- Mr Dan Mullins, Oxfam-GB
Mr Mullins set the scene for the seminar with an overview of the current
and potential impact of HIV/AIDS on land reform and agriculture, categorizing
the impact into three areas: people / households, use of resources and
institutions. He indicated that an important starting point is to look
at the phases through which people progress when they have HIV/AIDS:
asymptomatic; early illness; chronic illness; critical illness; death
and lastly, survivors.
Each phase of the disease is associated with a different impact.
It is important to note that there is another category on this continuum
beyond death of the infected person, that is, the category of survivors.
HIV/AIDS has a massive impact on those left living – there are many more
affected than infected people. Mr Mullins referred delegates to the
diagram below, which shows the value of use of micro credit at various
stages of illness to reduce vulnerability of households. That is,
households with a stronger economic safety net and a wider range of
options (including land) to draw upon during the crisis are less
vulnerable at each stage of the continuum of HIV/AIDS illness than their
poorer counterparts. Policy makers and planners need to note this as
it affects the relevance of their interventions in any community.
The effect of HIV/AIDS on households/livelihood
strategies
The dotted line represents the rate of degradation experienced by a
household with a stronger economic safety net and a wider range of
options (including land) to draw upon during the crisis. The other
line represents the rate of economic degradation experienced by a
household with a weaker safety net. The different rates of degradation
appear to pivot on the presence or absence of physical assets, business
income and access to credit or savings.
Turning next to the impact HIV/AIDS has on people and households, he
indicated that there is a general pattern as people move along the
continuum of HIV/AIDS illness. We know from statistics that HIV/AIDS
is affects the most economically productive members of the population.
At a household level the impact of this are significant with labour,
skills and experience, income and expenditure of the household all being
affected. Briefly, as illness progresses so the ability of the infected
person to earn an income is reduced, the household looses its primary
source of income, placing a strain on household income and resources.
Loss of skills and experience is also a growing problem as the most
productive members of the household die before they are able to pass on
their experience and specialist skills to the next generation.
This reduces the ability of other members of the household to recover from
expenses incurred. Further pressure is also placed on the household budget
as cash is used to pay for medication, and time of family members is
diverted away from other activities (like farming) to caring for the sick.

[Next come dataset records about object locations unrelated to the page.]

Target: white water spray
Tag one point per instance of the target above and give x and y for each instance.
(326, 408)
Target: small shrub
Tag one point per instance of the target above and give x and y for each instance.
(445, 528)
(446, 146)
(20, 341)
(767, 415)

Households' ability to cope will also depend on the extent to which they
can adapt to the changes in household composition (age, gender) brought
about by HIV/AIDS, and their ability to take on new roles and
responsibilities. Policy makers and planners need to note these changing
relationships in households as they will affect both with whom they
engage and how they plan interventions.
HIV/AIDS also impacts on the use of resources. Ill health, and time
spend in caring for sick, reduces time spent in farming, leading to under
utilization of resources and reduced productivity. In some cases this has
resulted in changing use of land as households move away from more to less
labour intensive, and often less nutritious, type of crops. In some cases
land has even been left fallow or abandoned. Other households have been
tempted to rent out or sell their land in order to raise extra income to
meet additional household expenses due to HIV/AIDS. Selling off
productive resources like land and farming implements has critical
long-term implications for the household, increasing their vulnerability
and sustainability in the long term. Forced removal of widows from land
and property grabbing has also become issues that need urgent attention
from policy makers and land officials.
Mr Mullins also looked at the impact of HIV/AIDS on institutions such as health, welfare and the Department of Land Affairs and Agriculture. HIV/AIDS has implications for their sustainability, effectiveness and ability to cope with increased demands. He noted that HIV/AIDS would increasingly impact on and change the environment of institutions. People and cliental, as well as ways of working with people, will change; and there is likely to be a significant effect on morale. The internal capacity of organisations will also be affected as more staff become infected and affected. Most notably, as infection rates increase, so too will absenteeism and staff productivity decrease. This will be coupled with increasing financial costs to the institution in retraining staff to replace those who fall ill and die, severance and hiring, loss of time, drain on medical aid funds, increased death benefits and pension payouts. Staff turnover will also increase as staff get sick and need to be replaced, and competition for skilled staff will increase as the pool of skilled and experienced individuals is reduced.
He said the result of the above scenario is that we need to assess and reassess regularly the quality and relevance of the current services our institutions provide. We may find that we need to be addressing things differently. We should also be asking what we should be doing to safeguard our business and ourselves so that we are sustainable in the future.